Au coeur du propos de Chevrier, une figure antagoniste se dresse enfin (p. 226) et permet au lecteur de situer le propos dans l’arène politique : les empêcheurs de fonder la République québécoise sont les antirépublicains, avocats défenseurs du statu quo. Ce texte est une défense et une illustration d’un principe fédérateur fort intéressant, la République, et un appel aux citoyens à se doter d’une constitution, « un formidable outil pédagogique […] un manuel où sont renfermés les principes de la collectivité » (p. 292). L’auteur montre une grande connaissance de la culture lettrée du Canada français, dispensant plusieurs clins d’oeil d’expressions et d’images tirées de journaux d’époque. S’il dédie son livre à Marc Brière (Pour sortir de l’impasse : un Québec républicain!, 2002) et André Patry, et s’inscrit dans une tradition de pensée républicaine québécoise en leur rendant hommage, Chevrier écrit pour les Québécois, « Pour un peuple qui se maintient à l’orée sans jamais traverser le bois » (p. 350), et les harangue en paraphrasant Beauvoir : « On ne naît pas citoyen, on le devient […]. La citoyenneté s’acquiert par un long apprentissage auquel veille la collectivité » (p. 285).

Ce Québec aurait une « propension à l’irréel » (p. 89) aussi à cause du vocabulaire politique qu’il emploie sans le connaître (p. 68). En effet, écrit Chevrier en piquant Jocelyn Maclure, Jocelyn Létourneau et Gérard Bouchard au passage, « […] pour être fondateur de cité, encore faut-il savoir maîtriser le vocabulaire politique de l’Occident » (p. 244). L’État, la province, la constitution, la monarchie et la démocratie passent à l’épreuve de la définition. La conclusion sonne : le Québec serait élisabéthain (p. 193)! Ce serait une curiosité oxymorique de l’histoire dont les racines remontent à l’Acte de Québec en 1774, confirmée par le couronnement télévisé d’Élizabeth II en 1953, qui empêcherait le Québec de se fonder vraiment.
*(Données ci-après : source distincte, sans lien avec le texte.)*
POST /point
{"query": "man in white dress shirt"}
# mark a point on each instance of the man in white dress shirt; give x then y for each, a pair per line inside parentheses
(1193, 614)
Freinons la critique des sources secondaires en ce qui a trait à l’histoire de la Nouvelle-France et à l’histoire du monde, ou encore des commentaires d’un autre âge, témoins de l’impression tenace laissée par les lectures de Lionel Groulx, car ce n’est pas là que réside la substance du propos, quoique de nombreux distinguos s’imposeraient en ce qui a trait au choix du terme Conquête par exemple, du vocabulaire psychiatrique accolé à une collectivité ou du rôle d’Yvan Lamonde dans la participation à une re-narration du récit littéraire classique qui omettrait les idées politiques au profit des idées civiques (p. 164).

Malgré la dominance distrayante de la toile de fond sur laquelle se déploie l’argument, et bien qu’on y trouve beaucoup plus qu’une discussion sur le concept de république, ce n’est pas un livre qui crée une musique d’ambiance, même si les variations et digressions s’étendent sur plus d’une portée. La République québécoise est plutôt une partition importante pour le Québec d’aujourd’hui qu’il faut lire pour son argumentaire et sa synthèse de philosophie politique, pas pour son histoire identitaire et politique du Canada de la Nouvelle-France à nos jours.